An Australian Doctor Has Vowed to Start Testing Pills at Festivals
Dr Alex Wodak has said, "I am prepared to break the law to save young people's lives."
Dr Alex Wodak, president of the Australian Drug Law Reform Foundation (ADLRF), has vowed to defy the government and begin testing drugs at music festivals. The announcement comes after several people died at festivals across the country last year, most after thinking they'd taken MDMA.
Details of the plan are yet to emerge, except that the trial is planned for a festival in New South Wales. The Baird Government is firmly against testing, telling the ABC they will actively discourage Dr Wodak. "This won't be happening here in NSW," Premier Baird said. "In very simple terms this is an absolutely ridiculous proposal." Dr Wodak has defended the scheme, telling Fairfax Media "I am prepared to break the law to save young people's lives."
NSW police commissioner Troy Grant has also argued against pill testing for an op-ed in The Age. "I have no firm evidence before me that pill testing will save a life," he wrote. "This government cannot act as a quality assurer for drug dealers whose pills may kill one of our young people."
However, early research does show pill testing can play a role in minimising harm associated with taking illicit drugs. A study in Austria unsurprisingly found people were less likely to take drugs they found were contaminated. More broadly, pill testing is widely supported by the people it would stand to potentially benefit, with around 82 percent of 16 to 25-year-olds saying they would want to see it introduced.

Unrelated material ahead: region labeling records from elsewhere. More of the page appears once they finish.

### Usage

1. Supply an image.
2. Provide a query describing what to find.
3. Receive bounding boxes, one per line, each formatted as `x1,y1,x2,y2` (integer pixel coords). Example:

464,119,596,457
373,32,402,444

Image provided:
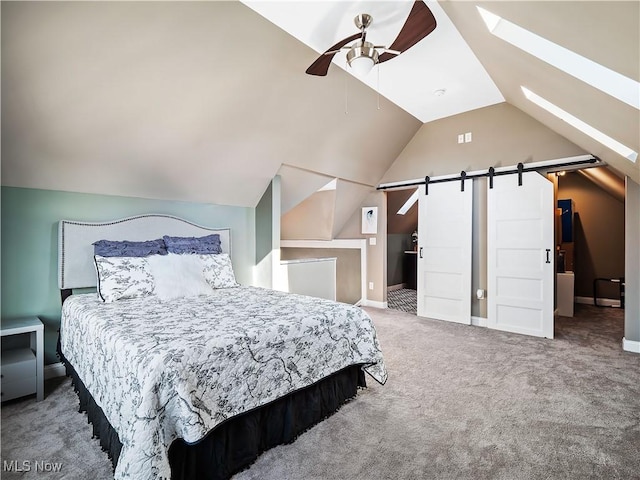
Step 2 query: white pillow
146,253,212,300
198,253,238,288
93,255,155,302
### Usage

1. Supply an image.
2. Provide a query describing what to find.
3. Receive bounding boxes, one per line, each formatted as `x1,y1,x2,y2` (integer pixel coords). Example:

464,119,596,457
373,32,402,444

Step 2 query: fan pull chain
376,64,380,110
344,57,349,115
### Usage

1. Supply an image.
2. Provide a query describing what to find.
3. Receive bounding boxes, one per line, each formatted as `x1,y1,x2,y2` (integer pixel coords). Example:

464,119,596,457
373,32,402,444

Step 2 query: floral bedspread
60,287,387,480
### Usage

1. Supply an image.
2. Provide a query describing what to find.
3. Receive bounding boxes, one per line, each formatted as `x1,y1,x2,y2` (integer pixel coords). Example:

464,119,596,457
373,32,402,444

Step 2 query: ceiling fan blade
378,0,436,63
306,32,361,77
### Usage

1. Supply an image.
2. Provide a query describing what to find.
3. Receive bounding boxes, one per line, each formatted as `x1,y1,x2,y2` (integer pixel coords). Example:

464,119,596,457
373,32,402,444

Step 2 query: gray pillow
162,233,222,254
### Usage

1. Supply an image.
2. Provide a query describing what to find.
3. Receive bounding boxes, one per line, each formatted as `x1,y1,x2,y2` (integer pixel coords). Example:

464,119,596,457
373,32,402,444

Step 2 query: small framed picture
362,207,378,235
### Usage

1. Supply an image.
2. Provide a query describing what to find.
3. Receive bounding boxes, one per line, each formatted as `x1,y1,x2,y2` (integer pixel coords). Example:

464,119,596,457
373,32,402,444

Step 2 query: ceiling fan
306,0,436,76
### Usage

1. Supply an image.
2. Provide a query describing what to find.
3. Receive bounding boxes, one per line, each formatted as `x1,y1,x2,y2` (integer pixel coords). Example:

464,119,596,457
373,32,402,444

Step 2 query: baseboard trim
573,297,620,308
43,362,67,380
622,337,640,353
362,300,387,308
471,315,487,327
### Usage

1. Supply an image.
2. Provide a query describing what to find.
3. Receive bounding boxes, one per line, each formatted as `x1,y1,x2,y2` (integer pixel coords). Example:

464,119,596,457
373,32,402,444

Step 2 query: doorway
386,187,418,315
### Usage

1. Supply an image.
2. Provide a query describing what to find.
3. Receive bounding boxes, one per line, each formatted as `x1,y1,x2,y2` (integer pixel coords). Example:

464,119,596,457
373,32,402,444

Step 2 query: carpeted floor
2,305,640,480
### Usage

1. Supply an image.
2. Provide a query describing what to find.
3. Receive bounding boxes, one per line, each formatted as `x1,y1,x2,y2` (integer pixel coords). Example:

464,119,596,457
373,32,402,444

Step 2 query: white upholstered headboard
58,214,231,290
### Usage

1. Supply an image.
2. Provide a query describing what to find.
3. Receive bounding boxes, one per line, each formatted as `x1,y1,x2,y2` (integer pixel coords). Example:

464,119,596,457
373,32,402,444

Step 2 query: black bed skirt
59,346,366,480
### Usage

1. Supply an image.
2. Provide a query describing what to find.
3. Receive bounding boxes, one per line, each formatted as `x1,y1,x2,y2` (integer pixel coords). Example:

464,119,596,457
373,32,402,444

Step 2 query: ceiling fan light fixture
347,42,378,77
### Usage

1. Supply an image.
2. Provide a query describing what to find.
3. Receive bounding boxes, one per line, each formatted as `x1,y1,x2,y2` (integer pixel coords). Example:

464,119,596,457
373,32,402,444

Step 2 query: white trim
43,362,67,380
622,337,640,353
573,297,620,308
362,299,388,308
280,238,367,248
471,315,487,327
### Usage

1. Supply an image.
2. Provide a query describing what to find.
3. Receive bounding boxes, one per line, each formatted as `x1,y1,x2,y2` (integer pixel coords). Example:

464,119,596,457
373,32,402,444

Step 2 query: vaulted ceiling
1,1,640,226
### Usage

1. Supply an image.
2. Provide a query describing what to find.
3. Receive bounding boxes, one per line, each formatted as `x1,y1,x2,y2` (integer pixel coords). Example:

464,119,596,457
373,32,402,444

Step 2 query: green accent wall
0,187,256,364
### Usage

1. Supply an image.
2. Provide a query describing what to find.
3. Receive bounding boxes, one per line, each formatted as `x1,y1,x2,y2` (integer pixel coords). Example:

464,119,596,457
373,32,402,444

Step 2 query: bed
58,215,387,480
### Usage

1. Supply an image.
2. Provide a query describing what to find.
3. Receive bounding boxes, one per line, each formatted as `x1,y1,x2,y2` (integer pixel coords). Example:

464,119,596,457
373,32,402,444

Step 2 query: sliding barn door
487,172,555,338
417,180,473,324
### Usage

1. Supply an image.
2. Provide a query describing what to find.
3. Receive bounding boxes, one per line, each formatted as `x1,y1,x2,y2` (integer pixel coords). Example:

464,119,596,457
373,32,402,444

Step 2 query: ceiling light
520,86,638,162
347,42,378,77
476,7,640,110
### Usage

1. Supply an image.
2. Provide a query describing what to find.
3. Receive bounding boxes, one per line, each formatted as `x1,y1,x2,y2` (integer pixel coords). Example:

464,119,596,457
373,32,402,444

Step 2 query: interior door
487,172,555,338
417,180,473,325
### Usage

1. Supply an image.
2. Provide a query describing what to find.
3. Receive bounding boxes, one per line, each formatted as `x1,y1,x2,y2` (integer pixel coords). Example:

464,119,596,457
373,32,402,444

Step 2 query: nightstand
0,317,44,401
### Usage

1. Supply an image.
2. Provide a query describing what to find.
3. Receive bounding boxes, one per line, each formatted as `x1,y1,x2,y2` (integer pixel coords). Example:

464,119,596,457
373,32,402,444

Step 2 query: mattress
60,287,387,479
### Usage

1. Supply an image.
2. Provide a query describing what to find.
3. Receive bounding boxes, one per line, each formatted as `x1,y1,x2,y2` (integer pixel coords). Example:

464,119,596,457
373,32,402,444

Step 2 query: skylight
476,7,640,110
520,87,638,162
318,178,338,192
398,188,419,215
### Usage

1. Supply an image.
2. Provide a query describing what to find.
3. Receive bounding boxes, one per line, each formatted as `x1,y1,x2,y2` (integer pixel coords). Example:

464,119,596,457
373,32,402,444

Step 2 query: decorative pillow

If the ADLRF do go ahead with the plan, testing at a single event may cost of much as $100,000, which they will apparently have to raise without government support. This money would cover the testing equipment, as well as processing and an independent review of the results, to ensure any evidence that testing reduced the harm caused by illicit drugs could be verified.
VICE recently smuggled pill testing kits into an unnamed Australian music festival, offering tests for ecstasy, ketamine, and LSD. The process involved scraping a tiny amount of the drug into a glass vial and adding a testing solution. The colour of the resulting solution then indicated the drug's active ingredient. What we found was that many people weren't taking the drugs they'd expected.
With ecstasy-related emergency room admissions nearly doubling between 2010 and 2015, it's clear the government's approach isn't working. Sniffer dogs at music festivals are also under fire, will MPs warning they can potentially scare partygoers into taking all of their drugs at once to avoid detection. The number of illicit drug offences has also been rising in Australia since 2008.
Dr Wodak, who played an integral role in setting up Australia's first—and only—supervised injecting room in Kings Cross, advocates treating drugs as a health issue, rather than a criminal one. It's a stance also backed by The Greens, who are pushing for the decriminalisation through their upcoming National Drug Summit to be held on Wednesday.